Le maître du jeu est aussi un arbitre, fonction judiciaire, dans la mesure où il doit assurer que les règles en question, qu’elles soient les siennes propres où celles établies au préalable, sont respectées. Toutefois, il semble préférable de renvoyer au groupe toute décision, par le biais d’un vote à main levée par exemple. Son rôle d’arbitre consistera alors à soulever ce qui lui paraît un problème, à solliciter les avis de quelques personnes, puis à produire une décision, directe ou indirecte. L’arbitrage ne doit pas ici être conçu comme une activité annexe, mais comme faisant partie intrinsèque de l’exercice, puisque l’élaboration du jugement, la formulation d’arguments, se niche au cœur même de l’activité philosophique. Souvent, les questions les plus intéressantes au cours d’une discussion naîtront en ces débats d’arbitrage, souvent délicats, ce qui n’est pas étonnant puisqu’ils exigent de penser la forme, celle de la logique et des rapports de sens, autrement dit de réfléchir au niveau de la métadiscussion, et non pas à celui du simple échange d’opinion. Il s’agit donc de dépasser le niveau des accords ou désaccords de contenu qui renvoient principalement à la subjectivité, aussi argumentée soit-elle. Penser la conformité aux règles, c’est travailler l’exigence de la vérité, qui n’est jamais que la conformité à quelque chose, aussi arbitraire que soit cette chose : une autre idée, un principe, la logique, l’efficacité, etc.

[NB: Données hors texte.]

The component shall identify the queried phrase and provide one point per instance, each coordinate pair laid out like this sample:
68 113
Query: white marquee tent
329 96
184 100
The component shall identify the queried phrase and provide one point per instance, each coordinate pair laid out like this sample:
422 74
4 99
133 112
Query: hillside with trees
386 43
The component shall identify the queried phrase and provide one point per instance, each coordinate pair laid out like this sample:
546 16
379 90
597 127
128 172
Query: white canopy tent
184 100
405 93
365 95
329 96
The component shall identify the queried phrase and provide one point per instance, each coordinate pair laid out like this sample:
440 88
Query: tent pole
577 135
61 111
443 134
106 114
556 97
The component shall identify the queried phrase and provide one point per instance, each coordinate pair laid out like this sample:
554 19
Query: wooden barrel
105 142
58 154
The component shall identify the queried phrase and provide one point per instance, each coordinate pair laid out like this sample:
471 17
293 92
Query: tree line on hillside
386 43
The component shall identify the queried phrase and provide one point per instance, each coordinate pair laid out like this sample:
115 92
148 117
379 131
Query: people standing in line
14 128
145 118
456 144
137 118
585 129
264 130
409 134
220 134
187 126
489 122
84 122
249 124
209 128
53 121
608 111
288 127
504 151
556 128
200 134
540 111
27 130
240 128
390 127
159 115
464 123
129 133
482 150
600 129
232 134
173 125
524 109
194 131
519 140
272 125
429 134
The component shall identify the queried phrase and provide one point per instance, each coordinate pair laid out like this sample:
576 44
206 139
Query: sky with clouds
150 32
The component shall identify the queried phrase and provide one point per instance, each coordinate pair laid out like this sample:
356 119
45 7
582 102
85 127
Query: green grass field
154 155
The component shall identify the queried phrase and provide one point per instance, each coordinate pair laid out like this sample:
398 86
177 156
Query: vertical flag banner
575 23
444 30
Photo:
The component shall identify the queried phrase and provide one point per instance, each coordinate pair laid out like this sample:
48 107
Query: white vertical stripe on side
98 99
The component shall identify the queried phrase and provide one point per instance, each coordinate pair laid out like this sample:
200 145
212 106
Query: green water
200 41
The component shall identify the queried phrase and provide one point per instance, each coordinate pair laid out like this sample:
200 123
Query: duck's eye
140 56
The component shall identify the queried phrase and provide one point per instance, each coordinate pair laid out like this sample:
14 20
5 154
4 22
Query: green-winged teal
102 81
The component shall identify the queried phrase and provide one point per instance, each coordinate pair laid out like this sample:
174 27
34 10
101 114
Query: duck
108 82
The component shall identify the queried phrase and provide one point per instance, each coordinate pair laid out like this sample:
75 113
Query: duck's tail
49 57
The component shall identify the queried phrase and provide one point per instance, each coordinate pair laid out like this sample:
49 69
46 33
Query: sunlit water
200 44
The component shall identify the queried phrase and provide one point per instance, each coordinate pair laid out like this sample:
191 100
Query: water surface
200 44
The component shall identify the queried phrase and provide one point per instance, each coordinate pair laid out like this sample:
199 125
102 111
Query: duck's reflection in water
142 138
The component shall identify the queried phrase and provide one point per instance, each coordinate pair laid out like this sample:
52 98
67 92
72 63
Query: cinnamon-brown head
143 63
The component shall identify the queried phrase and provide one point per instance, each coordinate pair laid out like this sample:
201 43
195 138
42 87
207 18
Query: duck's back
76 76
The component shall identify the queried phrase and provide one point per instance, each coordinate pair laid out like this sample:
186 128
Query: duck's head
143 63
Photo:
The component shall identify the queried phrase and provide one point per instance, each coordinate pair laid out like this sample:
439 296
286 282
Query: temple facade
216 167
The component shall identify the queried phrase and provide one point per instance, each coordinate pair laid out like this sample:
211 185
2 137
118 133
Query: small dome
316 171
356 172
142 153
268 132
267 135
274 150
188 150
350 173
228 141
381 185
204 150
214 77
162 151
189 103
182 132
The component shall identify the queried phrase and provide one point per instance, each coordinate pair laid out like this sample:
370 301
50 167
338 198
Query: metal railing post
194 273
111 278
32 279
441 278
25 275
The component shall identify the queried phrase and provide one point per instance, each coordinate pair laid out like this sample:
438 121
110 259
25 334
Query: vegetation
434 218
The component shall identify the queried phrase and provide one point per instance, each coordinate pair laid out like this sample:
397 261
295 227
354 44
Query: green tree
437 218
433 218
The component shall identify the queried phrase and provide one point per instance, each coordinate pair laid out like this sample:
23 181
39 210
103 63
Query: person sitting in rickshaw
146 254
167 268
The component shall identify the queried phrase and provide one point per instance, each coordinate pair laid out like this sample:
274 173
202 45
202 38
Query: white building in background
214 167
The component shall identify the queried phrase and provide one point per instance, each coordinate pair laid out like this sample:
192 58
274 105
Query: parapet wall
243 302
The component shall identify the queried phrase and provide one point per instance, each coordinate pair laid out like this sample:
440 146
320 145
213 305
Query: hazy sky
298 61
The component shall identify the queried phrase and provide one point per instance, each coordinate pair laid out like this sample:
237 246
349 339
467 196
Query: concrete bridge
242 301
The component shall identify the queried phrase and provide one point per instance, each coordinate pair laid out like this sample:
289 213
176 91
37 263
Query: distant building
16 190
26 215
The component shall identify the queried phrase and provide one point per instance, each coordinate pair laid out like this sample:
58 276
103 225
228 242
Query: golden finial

Le maître du jeu a pour troisième casquette d’être un animateur, ou fonction exécutive. Bien souvent, le rôle de l’exécutif est perçu uniquement à travers son pouvoir discrétionnaire, comme une prérogative dont on abuse sans scrupule, ce qui avant tout autre sentiment installe la méfiance, au lieu de son contraire, la confiance, sans laquelle pourtant aucun groupe ne peut fonctionner de manière paisible et sereine. De surcroît, son autorité relève de l’arbitraire, puisque nul ne sollicite l’avis de tous, ou bien il compte si peu que l’apport personnel du commun est considéré quantité négligeable. Dans notre exercice, il s’agit d’établir un rapport de confiance mutuelle, entre l’animateur du moment, qu’il soit l’enseignant, un autre adulte ou un élève, et ceux qui participent au jeu. Car si le jeu ne peut s’effectuer sans lui, il ne peut présider la séance sans les autres, sans chacun d’entre les participants. Non pour des raisons uniquement formelles, mais parce que si le moindre participant se met en tête d’interrompre par un comportement intempestif le jeu, il le peut. Tout comme le moindre participant qui avance une idée porteuse, permet à tout le groupe d’avancer. N’oublions pas que ce n’est pas l’animateur qui fournit les idées, mais les participants, ce qui place celui-ci dans un rapport de dépendance, assez déstabilisant d’ailleurs pour certains enseignants, qui ont du mal à faire confiance à leurs élèves.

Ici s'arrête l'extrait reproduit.